1. Academic Validation
  2. Myostatin regulates energy homeostasis through autocrine- and paracrine-mediated microenvironment communications

Myostatin regulates energy homeostasis through autocrine- and paracrine-mediated microenvironment communications

  • J Clin Invest. 2024 Jun 18:e178303. doi: 10.1172/JCI178303.
Hui Wang 1 Shanshan Guo 1 Huanqing Gao 1 Jiyang Ding 1 Hongyun Li 2 Xingyu Kong 1 Shuang Zhang 1 Muyang He 3 Yonghao Feng 4 Wei Wu 5 Kexin Xu 1 Yuxuan Chen 1 Hanyin Zhang 6 Tiemin Liu 1 Xingxing Kong 1
Affiliations

Affiliations

  • 1 School of Life Sciences, Fudan University, Shanghai, China.
  • 2 Department of Sports Medicine and Arthroscopy Surgery, Fudan University, Shanghai, China.
  • 3 Department of Endocrinology and Metabolism, Zhongshan Hospital, Fudan University, Shanghai, China.
  • 4 Department of Endocrinology, Jinshan Hospital, Fudan University, Shanghai, China.
  • 5 Department of Endocrinology and Metabolism, Huashan Hospital, Fudan University, Shanghai, China.
  • 6 Shanghai Medical College, Fudan University, Shanghai, China.
Abstract

Myostatin (MSTN) has long been recognized as a critical regulator of muscle mass.
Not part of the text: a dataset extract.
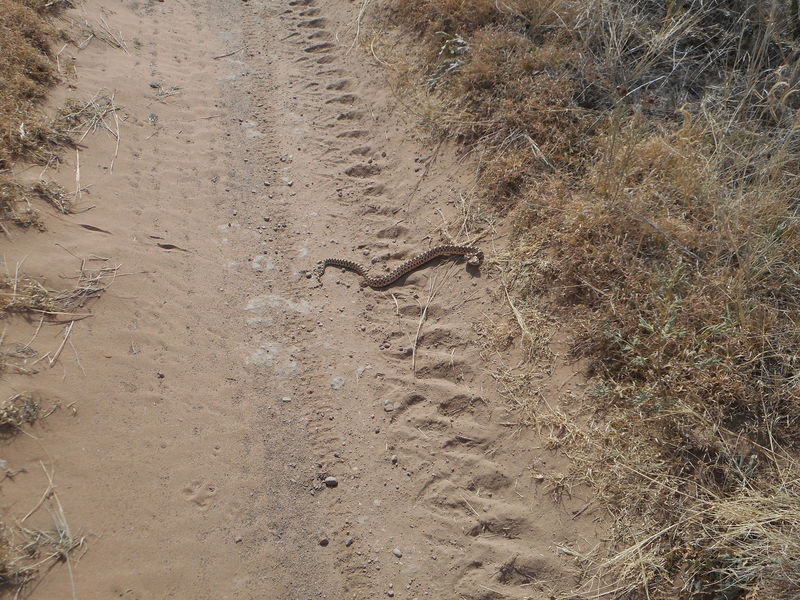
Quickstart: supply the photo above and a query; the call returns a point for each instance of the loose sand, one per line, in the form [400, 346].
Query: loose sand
[216, 386]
Recently, there has been an increasing interest in its role in metabolism. In our study, we specifically knocked out MSTN in brown adipose tissue (BAT) from mice (MSTNΔUCP1) and found that the mice gained more weight than controls when fed a high-fat diet, with progressive hepatosteatosis and impaired skeletal muscle activity. RNA-seq analysis indicated signatures of mitochondrial dysfunction and inflammation in the MSTN-ablation BAT. Further studies demonstrated that the the Kruppel-like factor 4 (KLF4) was responsible for the metabolic phenotypes observed, while FGF21 contributed to the microenvironment communication between adipocytes and macrophages induced by the loss of MSTN. Moreover, the MSTN-SMAD2/3-p38 signaling pathway mediated the expression of KLF4 and FGF21 in adipocytes. In summary, our findings suggest that brown adipocytes-derived MSTN regulates BAT thermogenesis via autocrine and paracrine effects on adipocytes or macrophages, ultimately regulating systemic energy homeostasis.

Keywords

Adipose tissue; Endocrinology.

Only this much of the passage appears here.